He said that using the materials will allow teachers to more easily track the progress of their students using tools like the Khan Academy’s “Learning Dashboard.” Teachers will be able to sync the dashboard with education tools developed by Google, such as G-Suite for Education, which allows teachers and students to easily share and edit files. The goal, Khan said, is to help teachers personalize their students’ learning as much as possible.

So far, Long Beach Unified is the only district to have formally signed up to participate. Ninety percent of students in grades 8-12 have already signed up to use the Khan Academy’s SAT and PSAT preparation courses. As result, students made what Superintendent Chris Steinhauser called “huge gains” over the previous year in their scores. Now the district has endorsed the Khan Academy materials as a tool for practice and learning across all subjects and grade levels. The partnership, he said, will provide “endless opportunities for our students who are struggling in some areas, and accelerating kids who are on an accelerated path.”

Referring to Khan’s “learning dashboard,” Steinhauser said that while teachers try to track progress of their students, “we don’t have the resources or manpower to design a program that is so individualized.” He cited the example of a 3rd-grade teacher who found that eight of her 25 students needed more help in learning a particular skill. The teacher could connect them to the Khan Academy while other students worked at a more accelerated pace. “It is truly a game changer for kids and families in closing the achievement gap,” he said.

This fall, the Khan Academy will launch new tools for teachers anywhere, not just for the six Southern California partnerships, . The tools will make it easier for them to make assignments and to track student progress.
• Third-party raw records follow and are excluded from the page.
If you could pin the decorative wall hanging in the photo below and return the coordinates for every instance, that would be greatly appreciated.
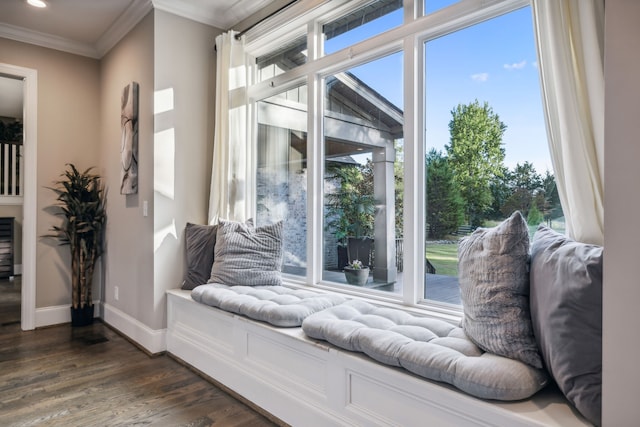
(129, 142)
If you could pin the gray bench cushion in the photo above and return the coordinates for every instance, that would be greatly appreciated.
(431, 348)
(277, 305)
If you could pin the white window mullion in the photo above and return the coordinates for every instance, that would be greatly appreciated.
(315, 160)
(413, 275)
(14, 175)
(5, 170)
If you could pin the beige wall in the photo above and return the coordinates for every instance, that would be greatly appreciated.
(621, 289)
(145, 255)
(184, 64)
(15, 211)
(128, 259)
(68, 132)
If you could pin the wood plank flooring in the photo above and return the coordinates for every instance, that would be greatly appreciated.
(92, 376)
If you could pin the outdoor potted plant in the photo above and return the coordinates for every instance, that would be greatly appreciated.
(356, 273)
(81, 198)
(351, 209)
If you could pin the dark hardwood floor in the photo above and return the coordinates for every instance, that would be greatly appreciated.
(92, 376)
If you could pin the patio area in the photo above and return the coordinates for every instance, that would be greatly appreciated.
(439, 287)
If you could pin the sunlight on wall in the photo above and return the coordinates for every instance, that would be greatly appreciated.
(163, 101)
(163, 163)
(160, 235)
(164, 154)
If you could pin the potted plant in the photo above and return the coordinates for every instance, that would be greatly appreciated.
(351, 209)
(356, 273)
(81, 199)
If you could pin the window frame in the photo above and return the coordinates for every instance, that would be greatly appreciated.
(409, 37)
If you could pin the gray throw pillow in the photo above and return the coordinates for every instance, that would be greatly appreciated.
(566, 308)
(247, 255)
(493, 271)
(200, 243)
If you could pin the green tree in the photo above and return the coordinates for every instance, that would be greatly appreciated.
(534, 217)
(398, 174)
(524, 185)
(351, 207)
(476, 154)
(445, 206)
(552, 198)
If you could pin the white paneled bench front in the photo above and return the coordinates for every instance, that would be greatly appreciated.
(308, 382)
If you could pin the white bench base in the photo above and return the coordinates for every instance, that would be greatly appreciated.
(306, 382)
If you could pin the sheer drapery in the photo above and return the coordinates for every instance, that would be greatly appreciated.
(569, 36)
(231, 173)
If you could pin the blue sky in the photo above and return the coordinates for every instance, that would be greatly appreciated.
(494, 61)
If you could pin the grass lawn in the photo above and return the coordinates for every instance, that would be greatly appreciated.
(444, 257)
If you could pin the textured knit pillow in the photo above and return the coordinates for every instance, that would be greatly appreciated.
(247, 255)
(566, 308)
(200, 242)
(494, 286)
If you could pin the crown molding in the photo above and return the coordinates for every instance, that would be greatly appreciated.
(121, 27)
(208, 14)
(47, 40)
(125, 22)
(189, 11)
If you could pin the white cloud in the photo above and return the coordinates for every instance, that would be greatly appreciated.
(480, 77)
(515, 66)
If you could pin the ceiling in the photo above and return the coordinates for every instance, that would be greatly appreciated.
(92, 27)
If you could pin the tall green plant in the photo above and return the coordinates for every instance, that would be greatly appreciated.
(351, 207)
(81, 199)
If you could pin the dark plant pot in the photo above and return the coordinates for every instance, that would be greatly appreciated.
(343, 257)
(82, 316)
(356, 277)
(360, 248)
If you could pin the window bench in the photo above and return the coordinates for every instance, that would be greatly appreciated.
(308, 382)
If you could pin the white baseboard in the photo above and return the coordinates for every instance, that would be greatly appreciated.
(54, 315)
(152, 340)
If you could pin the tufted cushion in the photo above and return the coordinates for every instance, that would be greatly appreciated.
(277, 305)
(431, 348)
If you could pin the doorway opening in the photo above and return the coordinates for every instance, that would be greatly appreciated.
(18, 172)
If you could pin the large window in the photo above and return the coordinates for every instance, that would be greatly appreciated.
(281, 176)
(363, 130)
(486, 144)
(367, 150)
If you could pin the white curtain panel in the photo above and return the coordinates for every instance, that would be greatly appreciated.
(570, 40)
(230, 193)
One of the benefits of the partnerships, Khan said, is that it will allow his organization to gauge the efficacy of the tools they are developing in large scale applications. “These will be places where we can work with teachers so we can understand what is working well for them, and what is not, and how we can improve the product, and how we can create training, and scale this up for teachers everywhere.”

To assist teachers, the Khan Academy will send what Khan called “super users” of its materials as “ambassadors” into schools to work with teachers.

One reason the newly announced partnerships are even possible is that in recent years school districts throughout the state have had to ensure that they have adequate technological and Internet access to allow students to take the Common Core-aligned Smarter Balanced tests each year. For the first time, students have been required to take these tests online.

Khan said that districts have a lot more online capacity than they had two or three years ago. “That was one of the biggest catalysts, and why we can even have these conversations,” he said.

He stressed that the use of his materials in the classroom is not a “panacea” for the challenges of preparing students for college and beyond.

“This is a tool which we can use to intervene to help teachers and parents in a fairly scalable way, and actually measure students’ gains and their levels of engagement,” he said. “If we can show that this is doable in these large, diverse districts, it will be a powerful proof point that this is possible.”